# Lineman Part



## emtnut (Mar 1, 2015)

Dash Dingo said:


> Has anyone ever heard of a preacher collar? I need to get my hands on some of the but I don't know the technical term.
> I can't even find a picture of it on the internet.
> It's basically a very large anti short bushing that you can insert into a 4" pvc conduit with the wires already in it.
> I had a lineman give me about ten of them a few years back and have no idea what there called or where to get.
> ...


Is it a split collar that you insert into the conduit ?


----------



## MechanicalDVR (Dec 29, 2007)

You mean a conduit sealing bushing?


----------



## Dash Dingo (Mar 3, 2012)

emtnut said:


> Is it a split collar that you insert into the conduit ?




Sounds right, but can't find a picture for that either. Kind of reminds me of a waffle cone.


Sent from my iPhone using Tapatalk


----------



## Dash Dingo (Mar 3, 2012)

MechanicalDVR said:


> You mean a conduit sealing bushing?




No


Sent from my iPhone using Tapatalk


----------



## 350X (May 20, 2016)

Is this what your after?
https://m.platt.com/Products.aspx?search=PREACHERS COLLARS


----------



## Dash Dingo (Mar 3, 2012)

350X said:


> Is this what your after?
> https://m.platt.com/Products.aspx?search=PREACHERS COLLARS



Something like this but for a 4" pvc pipe.

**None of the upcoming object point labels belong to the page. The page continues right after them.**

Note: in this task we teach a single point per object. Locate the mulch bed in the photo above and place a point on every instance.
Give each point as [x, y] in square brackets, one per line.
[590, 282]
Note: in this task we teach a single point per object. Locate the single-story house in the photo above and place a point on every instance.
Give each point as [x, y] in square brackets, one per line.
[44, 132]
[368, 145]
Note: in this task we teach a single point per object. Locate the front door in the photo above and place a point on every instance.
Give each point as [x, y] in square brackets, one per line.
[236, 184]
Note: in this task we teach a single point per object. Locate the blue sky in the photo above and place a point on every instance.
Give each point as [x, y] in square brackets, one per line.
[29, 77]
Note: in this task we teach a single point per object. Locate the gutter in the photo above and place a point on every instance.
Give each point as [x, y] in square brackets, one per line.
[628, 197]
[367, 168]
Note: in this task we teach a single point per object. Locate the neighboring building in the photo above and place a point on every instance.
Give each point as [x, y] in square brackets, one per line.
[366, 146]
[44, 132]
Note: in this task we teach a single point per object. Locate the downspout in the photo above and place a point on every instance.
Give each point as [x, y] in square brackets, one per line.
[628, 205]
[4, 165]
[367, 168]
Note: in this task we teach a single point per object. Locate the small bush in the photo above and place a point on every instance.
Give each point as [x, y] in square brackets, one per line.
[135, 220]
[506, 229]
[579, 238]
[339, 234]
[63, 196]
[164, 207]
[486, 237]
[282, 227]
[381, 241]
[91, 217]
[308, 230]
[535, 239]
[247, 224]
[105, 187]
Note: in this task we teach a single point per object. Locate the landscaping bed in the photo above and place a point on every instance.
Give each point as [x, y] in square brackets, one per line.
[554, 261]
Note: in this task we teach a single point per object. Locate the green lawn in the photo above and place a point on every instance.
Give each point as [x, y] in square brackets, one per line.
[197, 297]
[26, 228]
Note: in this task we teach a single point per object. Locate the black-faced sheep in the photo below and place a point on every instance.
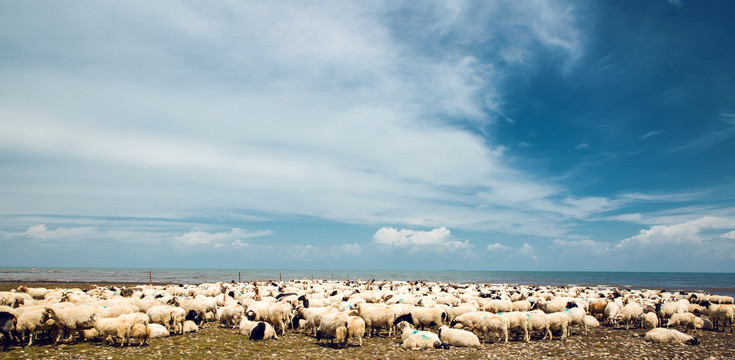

Sent from my iPhone using Tapatalk


----------



## emtnut (Mar 1, 2015)

Dash Dingo said:


> Sounds right, but can't find a picture for that either. Kind of reminds me of a waffle cone.
> 
> 
> Sent from my iPhone using Tapatalk


Maybe this ? ... Greenlee cable protector https://www.blackrocktools.com/gree...!!g!!&ef_id=WgWZGwAAAXhMlh4z:20171110121835:s

Never heard 'preachers collar' slang before, but kinda looks like one !


----------



## Tonedeaf (Nov 26, 2012)

your right its a protective insert that goes in the end of a conduit so you don't mess up the wire when you pull. Like an anti short but bigger.


----------



## Dash Dingo (Mar 3, 2012)

emtnut said:


> Maybe this ? ... Greenlee cable protector https://www.blackrocktools.com/gree...!!g!!&ef_id=WgWZGwAAAXhMlh4z:20171110121835:s
> 
> Never heard 'preachers collar' slang before, but kinda looks like one !




You nailed it! That's it. Didn't know green Lee made them. They are great for when you got conduits bunched together coming in the bottom of a transformer.


Sent from my iPhone using Tapatalk


----------